Welcome to the Independent Art series, Episode 4, Mistake! This episode covers starting a new scene, angles, and making a mistake.
Independent Art Project
Cottonseeds 3, graphic novel, pages 5, 7, and 8
Independent Art Tools
Photoshop and internet research
I drew a big blank. What happens on Page 6? Does a character die? Is it a big fight scene? I can’t remember! When I went back to my script, I realized why I couldn’t remember.
I skipped a page.
In my script, page 5 is something else, I skipped to the following page, and called it page 6. How the Photoshop files looked, Page 4, Page 5. How the script looks: Page 4, Page 5, Page 6.
I made a mistake.
Making a mistake is humiliating and depressing. With a lot of effort, I snapped out of it, pushed aside my embarrassment. I’ll show you exactly what happened. TOP
I used to be really good at keeping track of numbers. Since sclerosis ate my brain, not so much. I forget sometimes that the skills I had aren’t there anymore. Making a mistake, such as skipping a whole page, forces me to remember.
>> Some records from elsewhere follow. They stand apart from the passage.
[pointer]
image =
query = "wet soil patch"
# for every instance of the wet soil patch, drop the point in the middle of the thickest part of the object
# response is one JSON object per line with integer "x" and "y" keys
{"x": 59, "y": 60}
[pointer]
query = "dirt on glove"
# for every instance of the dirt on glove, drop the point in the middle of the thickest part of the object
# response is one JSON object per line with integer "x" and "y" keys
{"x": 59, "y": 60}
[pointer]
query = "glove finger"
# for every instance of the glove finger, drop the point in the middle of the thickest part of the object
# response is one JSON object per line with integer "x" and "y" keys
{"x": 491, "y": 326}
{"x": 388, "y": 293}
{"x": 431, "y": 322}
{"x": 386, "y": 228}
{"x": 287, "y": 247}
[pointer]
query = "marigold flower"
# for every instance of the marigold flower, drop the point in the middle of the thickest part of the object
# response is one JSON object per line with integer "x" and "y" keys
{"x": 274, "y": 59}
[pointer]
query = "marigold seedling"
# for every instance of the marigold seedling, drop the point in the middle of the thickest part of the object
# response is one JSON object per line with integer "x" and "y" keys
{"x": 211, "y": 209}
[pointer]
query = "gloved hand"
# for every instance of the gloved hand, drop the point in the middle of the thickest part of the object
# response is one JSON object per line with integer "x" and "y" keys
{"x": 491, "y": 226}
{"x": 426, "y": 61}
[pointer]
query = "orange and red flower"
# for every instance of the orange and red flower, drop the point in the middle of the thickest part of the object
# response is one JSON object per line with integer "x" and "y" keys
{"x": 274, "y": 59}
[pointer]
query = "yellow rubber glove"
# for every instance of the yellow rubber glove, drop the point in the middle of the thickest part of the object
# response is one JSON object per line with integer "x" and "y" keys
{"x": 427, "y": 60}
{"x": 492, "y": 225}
The difference between how I used to be and how I am now, is that now I have to think about everything a lot. At the same time, I have the memory of keeping track of numbers without effort. The before and now is a constant conflict for me. TOP
Fixing the Mistake
Fortunately, adding the missing page isn’t a big deal. I used the art from Page 4, renamed files, adjusted the background, elements, and added different captions.
More good news. This means I’m one page closer to finishing the issue than I thought. Yay for me!
Page 7 Steps
It’s time to leave the underground and find out what’s happening with the other characters, which means starting a new scene. I had to purge my brain. Forget the first 5 pages and put them away. A new scene is like starting a new book. Then, after, piece it all together in a way that I hope makes sense to someone else beside me.
Step 1 – Picking the Angle
Page 7 jumps to a jail cell scene and I want something a bit different. There are so many different angles and perspectives that can be used in art whether it’s a graphic novel or a camera view. I’ve yet to find a website that has a list of all terms. Send me a message if you know site like that.
Usually, when I’m picking an angle, my thought process goes something like this:
You know that angle? That view? What’s the name of that angle again? It’s a different angle. The angle has to be… at an angle. What’s the term for that?! Dammit. Maybe google with help. Shit. Google doesn’t help. Lemme try a different search engine. Wait! What was that google search result I just closed?
I finally found the term for the angle I imagined. The Dutch Angle.
Step 2 – Picking the Sequence
I have a good idea of how this scene plays out. It’s simple. We’re now in jail. Figuring out how to get out of jail comes later. For now, this is a jail scene, with bars, lock, and no key.
And nothing happens. No action or movement.
I read my script again. There’s dialogue, but it’s static. Nothing moves. It seems I made a mistake again.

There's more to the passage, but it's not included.